Due to their high heterogeneity, monocyte/macrophages are known to have different activation states and play different roles. Classically activated M1-type macrophages promote acute kidney injury, glomerulosclerosis, and renal interstitial fibrosis by exerting proinflammatory effects, while alternatively activated M2 macrophages have an anti-inflammatory effect, promoting wound healing, reducing renal inflammatory response and fibrosis, and reducing kidney damage [15]. However, little is known about the role of resident macrophages in healthy kidneys. The present analysis demonstrated that resident macrophages share a certain similarity with M2 macrophages and decreased during the rejection response following kidney transplantation. Other than the known M2 markers, a group of characteristic molecules was also listed, which may serve as a potential target or help in finding new strategies to reduce damage and promote repair in the treatment of kidney disease.

By detecting DEGs featuring the resident macrophage, the relevant signaling pathways of these cells were investigated. In contrast to the M1 macrophage, resident macrophages have little effect in autoimmune disease and allograft rejection. While M1 cells exhibit a strong capacity in the antigen presentation, resident macrophages upregulated relevant genes during phagocytosis, similar to the phenotype of M2 macrophages [16]. Understanding the different biological functions of various monocyte/macrophages may help ascertain their role in renal inflammatory response, injury, and repair. For example, certain immune checkpoint inhibitor therapies often cause kidney damage without the detection of any infiltrating inflammatory cells [17]. One may conceive that such treatments may target and reduce the number of resident macrophages, which is crucial in maintaining the homeostasis of the kidney.

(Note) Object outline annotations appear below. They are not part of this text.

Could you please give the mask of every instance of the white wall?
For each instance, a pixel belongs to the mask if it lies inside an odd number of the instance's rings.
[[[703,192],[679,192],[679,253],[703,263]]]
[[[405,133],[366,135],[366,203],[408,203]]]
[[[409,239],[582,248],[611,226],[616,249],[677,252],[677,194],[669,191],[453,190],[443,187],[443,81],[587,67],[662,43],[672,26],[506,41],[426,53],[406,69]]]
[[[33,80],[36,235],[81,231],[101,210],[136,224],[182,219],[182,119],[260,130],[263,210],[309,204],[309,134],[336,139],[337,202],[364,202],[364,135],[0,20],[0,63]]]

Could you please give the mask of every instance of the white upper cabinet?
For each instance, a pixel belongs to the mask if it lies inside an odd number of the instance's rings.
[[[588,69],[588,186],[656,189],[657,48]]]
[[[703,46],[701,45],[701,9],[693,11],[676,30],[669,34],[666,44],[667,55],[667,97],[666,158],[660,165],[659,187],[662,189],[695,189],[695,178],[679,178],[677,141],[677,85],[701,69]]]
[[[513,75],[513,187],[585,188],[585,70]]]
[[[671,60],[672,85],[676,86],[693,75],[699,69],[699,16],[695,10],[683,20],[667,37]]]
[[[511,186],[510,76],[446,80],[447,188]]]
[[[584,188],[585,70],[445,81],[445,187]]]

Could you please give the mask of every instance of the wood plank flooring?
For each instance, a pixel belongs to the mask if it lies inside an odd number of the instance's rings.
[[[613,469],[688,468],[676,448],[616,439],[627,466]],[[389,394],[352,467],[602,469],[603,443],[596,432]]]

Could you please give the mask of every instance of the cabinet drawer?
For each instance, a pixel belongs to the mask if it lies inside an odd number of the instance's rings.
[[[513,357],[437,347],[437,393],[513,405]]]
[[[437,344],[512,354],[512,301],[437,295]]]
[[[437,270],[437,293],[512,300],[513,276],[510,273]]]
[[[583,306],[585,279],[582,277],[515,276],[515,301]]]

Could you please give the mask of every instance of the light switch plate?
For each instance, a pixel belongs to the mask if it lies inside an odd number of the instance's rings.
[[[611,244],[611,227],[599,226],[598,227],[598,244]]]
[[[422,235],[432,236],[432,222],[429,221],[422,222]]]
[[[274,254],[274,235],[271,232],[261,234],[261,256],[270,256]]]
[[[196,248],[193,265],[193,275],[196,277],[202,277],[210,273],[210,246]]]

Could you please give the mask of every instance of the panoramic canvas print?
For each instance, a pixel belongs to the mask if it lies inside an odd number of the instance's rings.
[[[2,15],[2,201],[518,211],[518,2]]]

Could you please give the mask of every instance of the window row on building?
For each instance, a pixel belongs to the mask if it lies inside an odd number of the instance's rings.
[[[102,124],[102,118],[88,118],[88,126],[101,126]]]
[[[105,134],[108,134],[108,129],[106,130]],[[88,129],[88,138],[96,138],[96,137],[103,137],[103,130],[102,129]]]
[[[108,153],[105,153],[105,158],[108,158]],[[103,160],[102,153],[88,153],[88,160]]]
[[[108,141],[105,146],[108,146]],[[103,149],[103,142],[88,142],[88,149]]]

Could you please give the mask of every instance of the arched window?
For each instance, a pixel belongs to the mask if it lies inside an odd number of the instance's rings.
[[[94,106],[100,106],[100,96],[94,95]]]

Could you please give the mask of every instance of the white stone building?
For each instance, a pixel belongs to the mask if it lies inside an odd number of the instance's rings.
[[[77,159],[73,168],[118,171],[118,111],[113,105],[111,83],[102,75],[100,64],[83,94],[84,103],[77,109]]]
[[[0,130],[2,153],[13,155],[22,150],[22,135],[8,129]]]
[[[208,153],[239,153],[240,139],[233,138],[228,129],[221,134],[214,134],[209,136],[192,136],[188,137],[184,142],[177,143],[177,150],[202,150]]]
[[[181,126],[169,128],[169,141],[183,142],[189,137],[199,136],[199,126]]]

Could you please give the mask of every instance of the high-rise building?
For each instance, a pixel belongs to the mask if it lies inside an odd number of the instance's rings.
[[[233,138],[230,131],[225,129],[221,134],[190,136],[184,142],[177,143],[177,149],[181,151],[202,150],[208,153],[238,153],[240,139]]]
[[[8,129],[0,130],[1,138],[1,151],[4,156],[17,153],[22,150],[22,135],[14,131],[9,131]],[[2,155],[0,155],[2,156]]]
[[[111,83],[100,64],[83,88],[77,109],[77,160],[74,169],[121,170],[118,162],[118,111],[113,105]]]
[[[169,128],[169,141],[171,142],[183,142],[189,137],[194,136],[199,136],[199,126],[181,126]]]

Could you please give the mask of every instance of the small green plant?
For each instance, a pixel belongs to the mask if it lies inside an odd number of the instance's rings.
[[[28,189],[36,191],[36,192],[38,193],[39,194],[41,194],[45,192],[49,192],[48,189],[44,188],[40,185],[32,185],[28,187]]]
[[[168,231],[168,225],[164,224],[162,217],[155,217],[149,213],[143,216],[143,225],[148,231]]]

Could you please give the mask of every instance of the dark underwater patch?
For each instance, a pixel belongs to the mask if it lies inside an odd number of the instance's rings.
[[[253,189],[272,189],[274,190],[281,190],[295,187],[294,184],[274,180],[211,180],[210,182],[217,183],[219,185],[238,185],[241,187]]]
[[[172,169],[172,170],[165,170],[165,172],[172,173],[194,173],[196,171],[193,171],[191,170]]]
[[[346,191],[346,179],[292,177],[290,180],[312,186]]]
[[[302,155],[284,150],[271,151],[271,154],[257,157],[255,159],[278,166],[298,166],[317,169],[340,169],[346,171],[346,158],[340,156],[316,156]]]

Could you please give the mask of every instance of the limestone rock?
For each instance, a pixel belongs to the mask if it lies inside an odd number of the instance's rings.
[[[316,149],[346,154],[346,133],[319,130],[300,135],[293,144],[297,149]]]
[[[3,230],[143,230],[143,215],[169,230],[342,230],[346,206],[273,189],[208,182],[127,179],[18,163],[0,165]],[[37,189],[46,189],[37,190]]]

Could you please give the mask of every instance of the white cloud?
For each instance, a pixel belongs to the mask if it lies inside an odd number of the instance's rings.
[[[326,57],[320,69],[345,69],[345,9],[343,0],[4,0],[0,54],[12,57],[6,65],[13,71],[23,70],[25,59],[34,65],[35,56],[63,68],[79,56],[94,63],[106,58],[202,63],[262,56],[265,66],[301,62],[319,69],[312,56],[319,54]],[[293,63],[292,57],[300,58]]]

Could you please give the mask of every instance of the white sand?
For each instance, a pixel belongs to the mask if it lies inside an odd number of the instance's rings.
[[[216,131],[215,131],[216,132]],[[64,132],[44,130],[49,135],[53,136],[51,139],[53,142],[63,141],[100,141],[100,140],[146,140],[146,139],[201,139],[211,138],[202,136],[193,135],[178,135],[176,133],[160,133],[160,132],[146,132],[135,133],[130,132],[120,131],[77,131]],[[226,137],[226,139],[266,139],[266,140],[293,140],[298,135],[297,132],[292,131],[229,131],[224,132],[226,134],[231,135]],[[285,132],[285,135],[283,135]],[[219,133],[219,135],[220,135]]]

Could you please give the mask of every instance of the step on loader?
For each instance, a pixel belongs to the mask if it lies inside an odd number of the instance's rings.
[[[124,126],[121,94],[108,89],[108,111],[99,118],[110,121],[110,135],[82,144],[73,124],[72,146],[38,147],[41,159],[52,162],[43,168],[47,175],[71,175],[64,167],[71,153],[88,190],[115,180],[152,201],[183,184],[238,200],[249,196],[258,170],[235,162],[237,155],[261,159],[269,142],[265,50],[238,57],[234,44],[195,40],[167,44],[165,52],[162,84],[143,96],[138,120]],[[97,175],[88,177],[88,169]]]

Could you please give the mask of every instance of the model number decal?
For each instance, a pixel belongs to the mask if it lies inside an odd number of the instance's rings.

A limitation in the present analysis is that the renal rejection sample was a biopsy from a single patient. Therefore, this analysis does not represent overall chronic renal rejection and may only serve as a useful example. In this regard, additional research is needed in order to describe the immune characteristics of chronic renal rejection. However, the development and application of new technologies, such as single-cell sequencing, transcriptomics, and metabolomics, can propel kidney transplantation immune research to a new level.